One of the neat tricks of Netflix’s Mindhunter is how it recasts the reverence with which Hollywood productions treat serial killers. In contrast to Hannibal Lecter, plainly framed as both villain and genius when first introduced in The Silence of the Lambs, the murderers in Mindhunter are offered charisma but no sympathy; the series is plain in its disdain for these men but frank about the celebrity they’ve attained. Their utility as research subjects further legitimizes their outsized sense of power, but Mindhunter always recognizes the limitations of their performances: No amount of information or speculation can predict a serial killer before one exists. There’s no single “why” that creates a serial killer—only a “when.”
Writer-director Marc Meyers’s prosaic coming-of-rage film My Friend Dahmer mostly neglects this advice, presenting Jeffrey Dahmer (Ross Lynch) in his senior year of high school as a geyser of warning signs, a ticking time bomb of adolescent impotence and frustration. Within the first few minutes of the film, set in 1978, Jeffrey is shown leering at a local doctor (Vincent Kartheiser) on his daily run, tinkering with animal carcasses in a shed in the woods, and despondent in a domestic life consumed by marital strife. Jeffrey shuffles through scenes with a vacant countenance and an exaggerated, vampiric hunch. The only surprise in the film’s early scenes is that the omnipresent bullies at his Ohio high school don’t seem to notice that he exists.
My Friend Dahmer is based on a comic book project by John “Derf” Backderf that first started in 1994 that later grew into an acclaimed graphic novel. Portrayed in the film by Alex Wolff, Derf befriended Jeffrey for a few months in high school, and his book interrogates his own possible role in Dahmer’s trajectory toward becoming a serial killer. In reorienting his film around Jeffrey’s tortured psyche, Meyers’s screenplay ends up stuck in an awkward mode of empathy, trying to paint Dahmer as a typically fucked-up teenager just as it illuminates an exceptionally disturbed criminal mind. The film wants to treat him like a character, but it invariably frames him like a specimen.
This duality isn’t just disingenuous but incredibly tedious. The film’s most prominent subplot involves Jeffrey’s ill-fated friendship with Derf and a few other class jokers. After Jeffrey imitates a local interior designer with cerebral palsy, Derf invites him into their small social circle, apparently seeing Jeffrey as a comic performance artist. Their friendship, though genuine, is built on Jeffrey’s willingness to play a “spaz” in public places for laughs, a scenario repeated long after it reveals the exploitation at the root of their relationship.
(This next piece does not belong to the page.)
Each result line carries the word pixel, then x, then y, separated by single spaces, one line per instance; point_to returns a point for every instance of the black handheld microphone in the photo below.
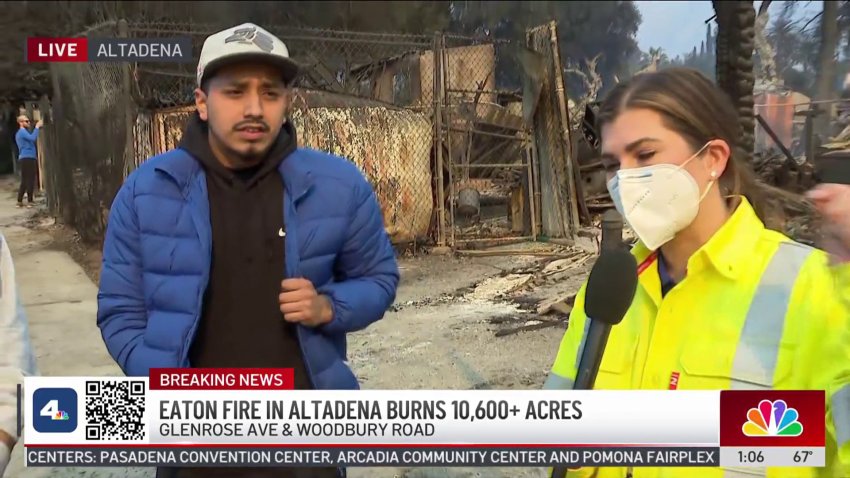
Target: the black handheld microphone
pixel 609 293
But the film’s implicit suggestion that there’s a thin line distinguishing future comedians from future murderers is strangely compelling.
Jeffrey, though, has more psychic hurdles to overcome: a mentally ill mother (Anne Heche) and meek father (Dallas Roberts), increasingly intense gay attractions, and an ongoing urge to collect and tear open animal carcasses. My Friend Dahmer handles these matters with a brusqueness that’s off-putting, though that’s perhaps indicative of the film’s period milieu, where American flags are ubiquitous and deviations from social norms are “cool” until they’re simply “creepy.” Meyers does his best work subtly characterizing the Midwest in this post-Vietnam, post-bicentennial moment, where a renewed sense of patriotism feels a lot like a plea for the return of normative cultural values. Looming and fatefully lonely and unloved, the film’s teenage Dahmer is a clear reminder that the social fabric has irrevocably frayed.